Is Paris’ (Food) Burning?

Hallmark, you've been like served

Having served as Paris Hilton’s licensing attorney in a previous life, I am obligated to preserve the confidences of my former client.

So please understand if I report the following case without editorial comment and/or sarcastic innuendo about “intellectual property.”  No, I will leave that to others.

To wit, Paris prevailed before a federal appeals court in her claim that Hallmark Cards may have misappropriated her right of publicity with a birthday card titled “Paris’s First Day as a Waitress” that featured a photograph of the hotel heiress’ head on a cartoon figure of a waitress, delivering a plate of food to a customer with her catchphrase “That’s Hot.”

Under the law of California and most other states, commercial use of a person’s image without permission is normally a violation of her right of publicity.  But Hallmark had argued successfully to the trial court that the claim should be dismissed, because its cartoon figure sketch of Paris had added sufficient original content such that it qualified under the “transformative use” doctrine in California, so that the First Amendment trumped the California right of publicity claim.

However, the appeals court sided with Paris. The court did not have to rule on the merits of the issue, but ruled that the birthday card was not transformative enough under California law to automatically qualify for First Amendment protection, at least not without a much closer look by the trial court.  For that reason, it reinstated the claim and sent it back to the trial court to decide whether it had sufficiently transformed Paris Hilton’s image, or was mainly free-riding on her fame.

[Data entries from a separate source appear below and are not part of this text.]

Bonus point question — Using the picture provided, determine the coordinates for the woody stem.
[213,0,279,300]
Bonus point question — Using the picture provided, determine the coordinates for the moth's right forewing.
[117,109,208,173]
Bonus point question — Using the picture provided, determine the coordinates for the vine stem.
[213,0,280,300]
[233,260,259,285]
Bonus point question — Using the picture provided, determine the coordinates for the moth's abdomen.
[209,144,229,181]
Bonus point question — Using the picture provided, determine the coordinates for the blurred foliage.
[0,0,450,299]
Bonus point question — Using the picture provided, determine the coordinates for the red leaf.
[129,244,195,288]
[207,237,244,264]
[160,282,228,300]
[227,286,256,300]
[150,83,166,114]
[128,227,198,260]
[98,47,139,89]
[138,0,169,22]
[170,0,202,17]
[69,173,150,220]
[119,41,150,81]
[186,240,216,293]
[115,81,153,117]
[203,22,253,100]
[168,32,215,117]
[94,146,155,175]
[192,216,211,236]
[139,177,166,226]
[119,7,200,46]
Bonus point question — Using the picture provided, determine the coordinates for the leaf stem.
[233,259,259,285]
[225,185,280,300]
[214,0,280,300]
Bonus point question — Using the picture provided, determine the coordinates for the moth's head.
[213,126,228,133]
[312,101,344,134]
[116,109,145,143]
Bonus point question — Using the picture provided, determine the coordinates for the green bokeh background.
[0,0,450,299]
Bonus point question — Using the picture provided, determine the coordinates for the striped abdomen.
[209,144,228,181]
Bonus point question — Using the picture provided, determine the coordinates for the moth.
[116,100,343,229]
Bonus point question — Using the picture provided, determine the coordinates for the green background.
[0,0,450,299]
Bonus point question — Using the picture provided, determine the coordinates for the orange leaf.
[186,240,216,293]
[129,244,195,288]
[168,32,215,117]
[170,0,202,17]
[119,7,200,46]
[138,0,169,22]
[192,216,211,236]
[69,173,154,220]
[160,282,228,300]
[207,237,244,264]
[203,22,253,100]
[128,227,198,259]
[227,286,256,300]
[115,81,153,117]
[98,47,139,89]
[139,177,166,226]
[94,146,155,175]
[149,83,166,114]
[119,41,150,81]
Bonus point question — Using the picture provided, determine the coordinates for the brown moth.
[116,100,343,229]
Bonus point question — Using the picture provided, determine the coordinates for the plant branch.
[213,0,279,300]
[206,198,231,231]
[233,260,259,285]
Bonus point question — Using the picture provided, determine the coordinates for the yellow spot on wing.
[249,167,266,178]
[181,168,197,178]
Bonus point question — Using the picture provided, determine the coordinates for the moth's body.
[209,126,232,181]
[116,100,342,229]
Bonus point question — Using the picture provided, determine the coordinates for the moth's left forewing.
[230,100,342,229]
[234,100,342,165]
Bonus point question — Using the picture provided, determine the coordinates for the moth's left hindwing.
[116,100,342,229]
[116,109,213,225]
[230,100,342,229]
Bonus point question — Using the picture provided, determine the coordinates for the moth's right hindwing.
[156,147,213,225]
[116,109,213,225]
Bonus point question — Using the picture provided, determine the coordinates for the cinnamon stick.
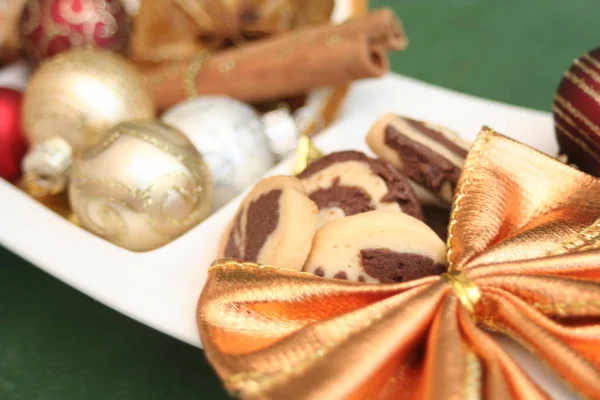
[302,8,408,51]
[139,10,406,109]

Takeaway: tread very carefully when using a celebrity look-alike or sound-alike in any non-news, commercial context.  The use may qualify for First Amendment protection, because it is a parody or has been “transformed” by sufficient original content, but it is often difficult to predict how a court will rule on these issues.  The case law on “transformative use,” especially, is all over the map, as Hallmark’s lawyers discovered.